Dificuldades durante a pandemia geram temores de abandono escolar

Estima-se que milhões de alunos da rede pública estejam completamente sem acesso à internet e ao ensino

Faz três meses que os filhos de Ivanilde da Silva perderam por completo o contato com a rotina de aprendizado. Sem acesso à internet e a sete quilômetros de distância da escola, eles e os outros alunos da aldeia Rio Bonito, em Ubatuba, litoral paulista, estão distantes do ensino formal desde o início da quarentena no estado de São Paulo, em 23 de março.

“As crianças estão em casa, sem atividades”, diz Silva, líder comunitária. “Até o momento, não recebi nenhuma informação”, responde quando questionada sobre as orientações dadas aos estudantes.

Em São Paulo, que tem 3,5 milhões de alunos apenas na rede estadual, o ensino pela internet foi implementado a partir de 3 de abril. As atividades preparadas pelos professores também podem ser retiradas nas escolas na versão impressa, informa a Secretaria de Educação.

Na era pré-pandemia, os alunos da aldeia Rio Bonito eram levados de transporte escolar para a comunidade vizinha, onde fica a escola estadual indígena da Aldeia da Boa Vista. Em isolamento social para evitar a contaminação pelo novo coronavírus e sem condições de se deslocar, os pais que moram na Rio Bonito mantêm os filhos entretidos com as tarefas tradicionais do povo guarani.

O caso no litoral paulista não é único. Em todo o estado, a participação nas atividades formais escolares durante a pandemia tem sido limitada: somente 27% dos estudantes matriculados na rede estadual retornam as tarefas aos professores, afirma o Sindicato dos Professores do Ensino Oficial do Estado de São Paulo (Apeoesp).

“Falta inclusão digital tanto para professores quanto para os alunos”, pontua Maria Izabel Azevedo Noronha, presidente da entidade, sobre as dificuldades.

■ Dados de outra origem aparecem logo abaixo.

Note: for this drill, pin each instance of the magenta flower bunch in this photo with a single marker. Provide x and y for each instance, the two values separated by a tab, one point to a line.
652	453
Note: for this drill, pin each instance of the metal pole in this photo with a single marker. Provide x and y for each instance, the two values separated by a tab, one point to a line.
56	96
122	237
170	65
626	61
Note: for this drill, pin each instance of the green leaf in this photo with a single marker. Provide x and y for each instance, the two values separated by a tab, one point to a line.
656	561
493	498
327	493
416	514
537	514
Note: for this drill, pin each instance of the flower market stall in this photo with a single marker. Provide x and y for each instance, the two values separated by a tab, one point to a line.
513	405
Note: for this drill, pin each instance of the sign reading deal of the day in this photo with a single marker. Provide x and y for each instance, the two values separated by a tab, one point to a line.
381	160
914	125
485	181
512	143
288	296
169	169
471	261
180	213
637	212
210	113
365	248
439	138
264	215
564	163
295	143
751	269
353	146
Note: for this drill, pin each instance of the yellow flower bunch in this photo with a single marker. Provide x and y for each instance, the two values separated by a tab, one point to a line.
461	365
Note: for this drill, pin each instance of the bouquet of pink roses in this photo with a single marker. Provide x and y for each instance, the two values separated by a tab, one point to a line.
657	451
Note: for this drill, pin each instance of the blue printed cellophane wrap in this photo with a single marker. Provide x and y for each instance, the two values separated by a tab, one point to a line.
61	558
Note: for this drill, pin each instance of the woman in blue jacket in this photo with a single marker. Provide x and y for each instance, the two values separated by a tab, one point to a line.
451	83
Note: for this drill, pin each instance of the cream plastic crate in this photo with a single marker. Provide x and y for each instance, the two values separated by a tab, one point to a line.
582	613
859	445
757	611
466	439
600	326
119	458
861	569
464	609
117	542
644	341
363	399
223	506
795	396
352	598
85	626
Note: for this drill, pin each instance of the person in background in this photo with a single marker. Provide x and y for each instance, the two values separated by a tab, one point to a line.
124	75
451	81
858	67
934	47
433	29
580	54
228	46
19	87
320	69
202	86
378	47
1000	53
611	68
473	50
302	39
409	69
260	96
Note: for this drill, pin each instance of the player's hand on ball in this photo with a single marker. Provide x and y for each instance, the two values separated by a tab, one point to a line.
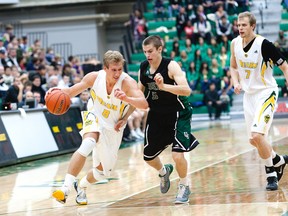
120	94
159	80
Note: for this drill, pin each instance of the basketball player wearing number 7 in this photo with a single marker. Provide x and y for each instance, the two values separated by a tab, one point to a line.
112	92
252	61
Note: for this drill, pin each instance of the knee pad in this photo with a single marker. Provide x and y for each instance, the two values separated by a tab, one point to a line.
87	146
98	175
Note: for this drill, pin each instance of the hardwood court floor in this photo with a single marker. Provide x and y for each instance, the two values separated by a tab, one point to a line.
227	178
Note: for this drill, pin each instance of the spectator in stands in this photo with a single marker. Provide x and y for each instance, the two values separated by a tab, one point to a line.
223	27
199	12
220	12
226	83
140	34
282	44
53	81
3	86
64	82
181	21
234	29
91	64
198	59
49	55
174	7
212	100
231	6
202	28
15	92
216	73
68	71
159	10
208	56
214	46
189	29
225	100
76	65
3	58
225	42
243	5
2	47
224	58
12	57
7	76
208	6
204	77
284	90
82	100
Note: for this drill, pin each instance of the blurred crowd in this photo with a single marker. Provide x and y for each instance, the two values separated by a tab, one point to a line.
28	71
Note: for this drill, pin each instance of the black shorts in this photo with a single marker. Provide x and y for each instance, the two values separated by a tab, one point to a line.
164	129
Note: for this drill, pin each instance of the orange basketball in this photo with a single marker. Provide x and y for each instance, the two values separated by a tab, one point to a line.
57	102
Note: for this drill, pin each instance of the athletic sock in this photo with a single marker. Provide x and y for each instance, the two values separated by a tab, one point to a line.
162	171
84	182
278	160
183	181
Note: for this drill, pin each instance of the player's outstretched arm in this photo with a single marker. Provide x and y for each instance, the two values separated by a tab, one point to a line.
234	72
175	72
131	94
86	82
284	68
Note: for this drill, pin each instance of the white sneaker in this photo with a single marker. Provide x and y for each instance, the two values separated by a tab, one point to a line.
61	195
81	198
139	132
134	134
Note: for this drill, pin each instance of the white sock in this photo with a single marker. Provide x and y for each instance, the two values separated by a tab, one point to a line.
184	181
282	161
268	161
68	182
162	171
84	182
273	154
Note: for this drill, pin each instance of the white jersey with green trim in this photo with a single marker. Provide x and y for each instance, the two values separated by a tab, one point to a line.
255	74
107	108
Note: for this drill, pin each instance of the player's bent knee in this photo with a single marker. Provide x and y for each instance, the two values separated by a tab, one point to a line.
98	175
87	146
178	156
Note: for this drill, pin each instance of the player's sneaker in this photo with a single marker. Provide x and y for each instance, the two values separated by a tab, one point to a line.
81	198
60	195
272	183
164	180
182	194
279	170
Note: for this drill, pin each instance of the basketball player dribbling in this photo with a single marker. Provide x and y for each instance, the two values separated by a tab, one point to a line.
112	92
251	64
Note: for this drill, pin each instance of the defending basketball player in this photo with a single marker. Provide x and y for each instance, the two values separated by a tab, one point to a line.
252	60
112	92
169	116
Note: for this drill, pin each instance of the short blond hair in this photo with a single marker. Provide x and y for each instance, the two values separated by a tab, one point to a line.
111	57
251	17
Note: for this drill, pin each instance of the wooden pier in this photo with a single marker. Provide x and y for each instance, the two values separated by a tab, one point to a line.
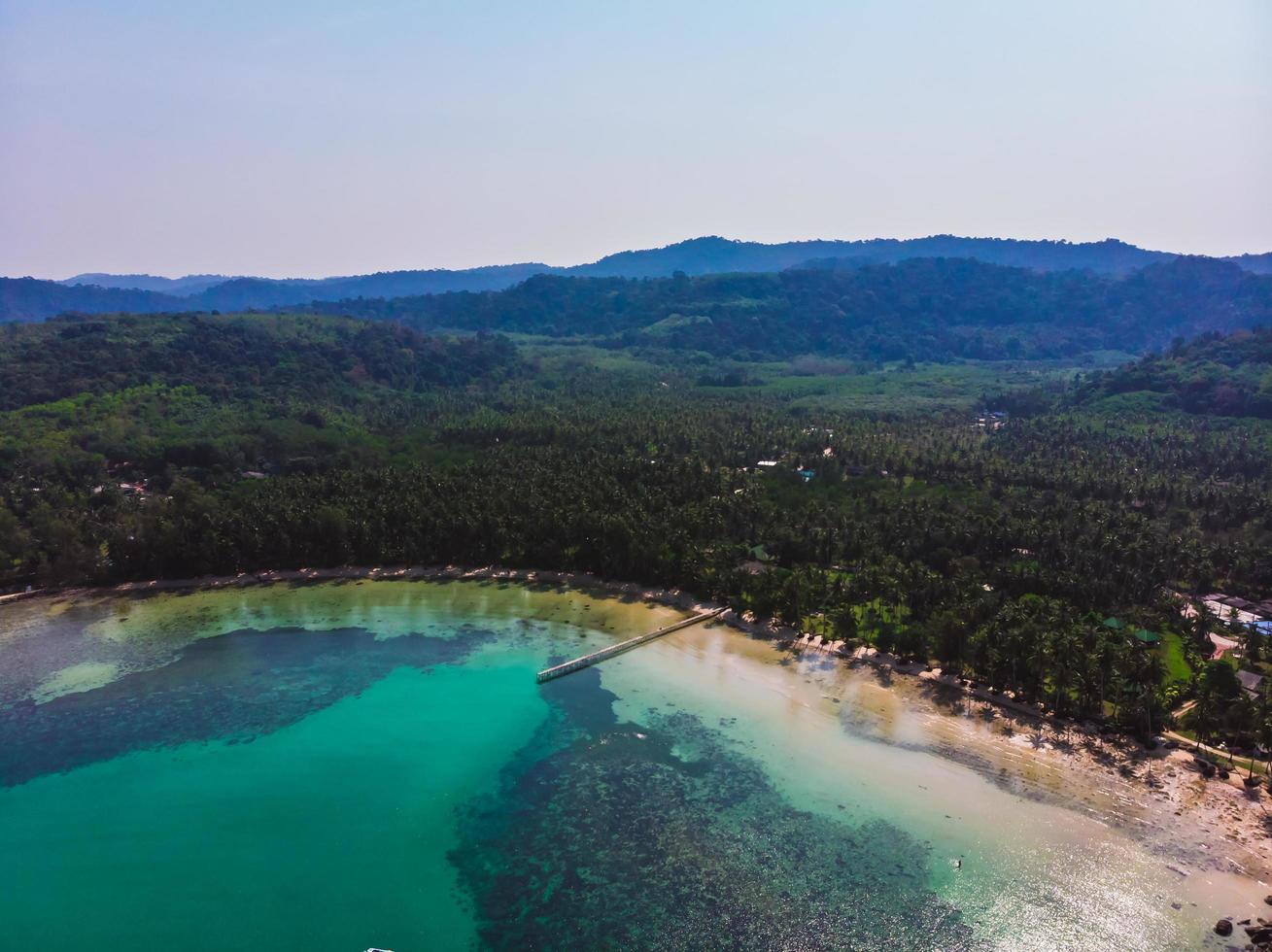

Em todo o país, a adesão é limitada entre os 14,2 milhões de alunos matriculados nos ensinos fundamental e médio nas escolas estaduais, avalia Heleno Manoel Gomes Araújo Filho, presidente da Confederação Nacional dos Trabalhadores em Educação (CNTE).

“A frequência tem sido muito baixa”, comenta Araújo Filho. Os motivos, argumenta, vão além da falta de acesso à internet. “Tem alunos que moram em locais sem saneamento, sem ambiente silencioso para estudar e cujos pais também não têm condições de ir à escola retirar material”, complementa.

Em Pernambuco, por exemplo, a rede de TV pública, que alcança 60% do estado, também foi usada para transmitir conteúdo. Dos 580 mil estudantes, 8 mil acessaram aulas pela televisão na primeira semana, afirma Araújo Filho. “Duas semanas depois, esse número foi de 290 alunos, e depois caiu para 90”, exemplifica.

A Secretaria de Educação de Pernambuco informou que o conteúdo também pode ser acessado por uma plataforma virtual e que atingiria cerca de 80% dos alunos.